Malgré tous les efforts de l'industrie du commentaire, il n'existe pas encore de théorie unifiée de Donald Trump. Pas d'explication claire et cohérente pour comprendre son improbable élection.

Est-ce l'oeuvre d'une nouvelle catégorie anthropologique, l'homme-blanc-de-la-classe-moyenne ?

Faut-il plutôt blâmer l'anxiété économique ? La misogynie ? Un ressac raciste ? Une écoeurantite aiguë face à l'establishment de Washington ? Ou est-ce carrément un flirt avec l'autoritarisme de patriotes ?

Il y a sans doute du vrai dans chacune de ces pistes. Mais avant de sonder ces opinions, il faudrait peut-être vérifier comment elles se construisent. Les Américains n'ont peut-être jamais autant vécu dans des bulles.

Certes, la polarisation souvent évoquée n'a rien de neuf.

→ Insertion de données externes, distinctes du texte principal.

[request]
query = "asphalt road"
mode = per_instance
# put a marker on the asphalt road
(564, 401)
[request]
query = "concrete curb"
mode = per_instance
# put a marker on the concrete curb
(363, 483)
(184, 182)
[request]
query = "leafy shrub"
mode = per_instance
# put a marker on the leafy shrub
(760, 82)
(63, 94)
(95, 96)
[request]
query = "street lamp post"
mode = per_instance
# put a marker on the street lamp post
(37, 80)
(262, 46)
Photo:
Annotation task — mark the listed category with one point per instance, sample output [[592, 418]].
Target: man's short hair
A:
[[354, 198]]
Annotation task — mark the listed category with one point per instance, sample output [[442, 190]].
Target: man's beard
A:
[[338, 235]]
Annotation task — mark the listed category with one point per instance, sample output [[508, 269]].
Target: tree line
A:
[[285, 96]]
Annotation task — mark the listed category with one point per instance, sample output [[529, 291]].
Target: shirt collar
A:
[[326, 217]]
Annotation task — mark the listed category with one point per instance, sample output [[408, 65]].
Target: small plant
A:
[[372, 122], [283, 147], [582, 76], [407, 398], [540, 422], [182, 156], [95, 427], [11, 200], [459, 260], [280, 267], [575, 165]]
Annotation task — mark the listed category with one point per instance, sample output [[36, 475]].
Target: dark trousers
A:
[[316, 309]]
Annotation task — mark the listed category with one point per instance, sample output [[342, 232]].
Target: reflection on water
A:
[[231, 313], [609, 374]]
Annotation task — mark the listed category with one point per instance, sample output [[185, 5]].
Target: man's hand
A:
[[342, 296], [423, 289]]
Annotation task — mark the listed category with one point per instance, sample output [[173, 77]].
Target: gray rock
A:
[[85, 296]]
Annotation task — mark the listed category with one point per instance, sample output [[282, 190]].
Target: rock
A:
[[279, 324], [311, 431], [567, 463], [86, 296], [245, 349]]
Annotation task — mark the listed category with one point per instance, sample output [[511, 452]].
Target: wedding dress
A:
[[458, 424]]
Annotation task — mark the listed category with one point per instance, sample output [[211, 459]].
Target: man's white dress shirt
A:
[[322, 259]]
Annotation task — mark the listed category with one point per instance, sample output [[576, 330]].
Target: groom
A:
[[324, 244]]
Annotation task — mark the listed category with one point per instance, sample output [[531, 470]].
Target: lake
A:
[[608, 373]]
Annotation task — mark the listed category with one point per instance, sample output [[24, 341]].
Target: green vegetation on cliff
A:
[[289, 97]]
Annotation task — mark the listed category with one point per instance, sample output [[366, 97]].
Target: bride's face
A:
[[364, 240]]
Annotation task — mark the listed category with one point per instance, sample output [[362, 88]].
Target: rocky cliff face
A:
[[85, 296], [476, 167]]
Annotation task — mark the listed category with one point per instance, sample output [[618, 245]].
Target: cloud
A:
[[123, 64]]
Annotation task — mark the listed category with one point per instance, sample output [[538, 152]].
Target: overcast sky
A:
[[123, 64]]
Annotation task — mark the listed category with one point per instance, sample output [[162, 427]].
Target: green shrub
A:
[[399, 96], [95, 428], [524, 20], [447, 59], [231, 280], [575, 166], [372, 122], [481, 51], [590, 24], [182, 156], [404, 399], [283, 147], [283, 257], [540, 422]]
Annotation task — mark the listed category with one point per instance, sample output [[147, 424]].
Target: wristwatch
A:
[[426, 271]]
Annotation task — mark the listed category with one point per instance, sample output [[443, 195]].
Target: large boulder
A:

On parle après tout d'un pays qui a connu une réelle guerre civile...

La montée du populisme, qui oppose le peuple à un ennemi ciblé, n'est pas inédite non plus. Comme l'a récemment rappelé l'historien Michael Kazin dans Foreign Affairs, ces courants ont déjà pris la forme d'une réaction à l'injustice économique (People's Party en 1892), d'une dérive xénophobe (Workingman's Party en 1877) ou d'une montée de l'isolationnisme (America First Committee).

Qu'y a-t-il alors de neuf avec les tensions qui divisent aujourd'hui les Américains ? On lance une piste : les nouvelles technologies, qui offrent des moyens inédits de s'enfermer dans une bulle idéologique.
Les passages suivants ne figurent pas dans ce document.